Imam ibn Hajr al-‘Asqalani (r.a.) said, the report of Imam Ahmad ibn Hanbal (r.a.) and Imam ath-Thabarani (r.a.) is sound with an excellent chain of transmission, but he added the following wording: “The Messenger of Allah (s.a.w.) raised his hands and so we raised our hands as well.  Then he said, ‘Lower your hands and rejoice, because Allah has Forgiven you!’”

It has been reported by Shaykh Yusuf al-Kuzani (r.a.), who is well-known as “al-'Ajami”, in his Risalah that ‘Ali ibn Abi Thalib (k.w.) once asked the Prophet, “O Messenger of Allah!  Guide me to the shortest path to reach Allah, the easiest on His servants and the most favoured in the Presence of Allah.”

The Prophet (s.a.w.) replied, “O Ali, I advise you to persist in the dzikr of Allah in moments of seclusion.”

‘Ali (k.w.) asked, “Does this virtue of this dzikr depend on its being performed by every human being?'

The Prophet (s.a.w.) replied, “O ‘Ali, the Last Hour will not come as long there is someone on the face of the earth saying 'La ilaha illa Allah'.”

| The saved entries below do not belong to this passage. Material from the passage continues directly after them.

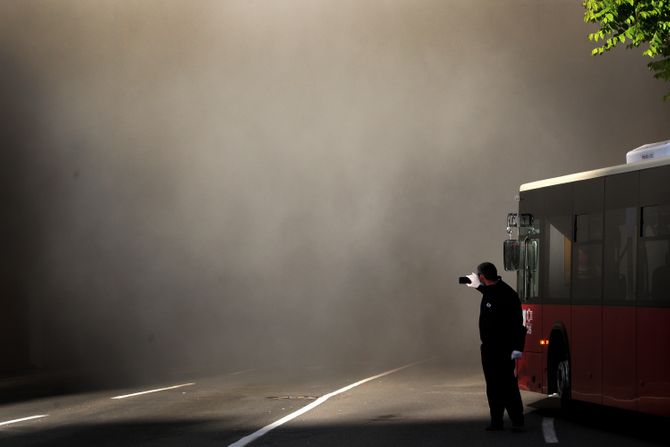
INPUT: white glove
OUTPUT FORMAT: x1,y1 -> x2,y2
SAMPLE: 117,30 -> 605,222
466,272 -> 481,288
511,350 -> 523,360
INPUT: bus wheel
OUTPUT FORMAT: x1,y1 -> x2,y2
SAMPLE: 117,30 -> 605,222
556,358 -> 571,410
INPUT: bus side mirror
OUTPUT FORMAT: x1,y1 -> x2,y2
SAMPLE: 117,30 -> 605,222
503,239 -> 520,271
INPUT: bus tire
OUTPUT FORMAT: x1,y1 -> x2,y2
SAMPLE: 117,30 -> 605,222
556,356 -> 571,411
548,328 -> 571,412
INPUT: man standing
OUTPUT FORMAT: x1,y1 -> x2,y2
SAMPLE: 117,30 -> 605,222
465,262 -> 525,432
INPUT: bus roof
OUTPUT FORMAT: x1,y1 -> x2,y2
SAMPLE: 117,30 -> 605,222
520,156 -> 670,192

‘Ali (k.w.) then asked, “How am I to perform the dzikr, O Messenger of Allah?'

The Prophet (s.a.w.) said, “Close your eyes and listen to me say it three times, then you say it three times while I listen to you.”  Then the Prophet (s.a.w.) closed his eyes and raised his voice saying, “La ilaha illa Allah,” while ‘Ali (k.w.) listened.  Then ‘Ali (k.w.) said the dzikr three times while the Prophet (s.a.w.) listened.

These two prophetic narrations have also been reported by the author of Kitab ar-Rimah, Shaykh ‘Umar ibn Sa'id al-Futi (r.a.), in which he said that this is what was taught to Shaykh Hasan al-Baswri (q.s.) by ‘Ali ibn Abi Thalib (k.w.), and he taught it to Habib al-‘Ajami (q.s.), who taught it to Shaykh Dawud ath-Tha’i (q.s.), who taught it to Shaykh Ma’ruf al-Kharkhi (q.s.), who taught it to as-Shaykh Sari as-Saqathi (q.s.), who taught it to Imam Junayd al-Baghdadi (q.s.).  They had been taught by the masters of spiritual training, tarbiyyah, to whomsoever Allah (s.w.t.) has Willed.  This is the origin of teaching the awrad and adzkar.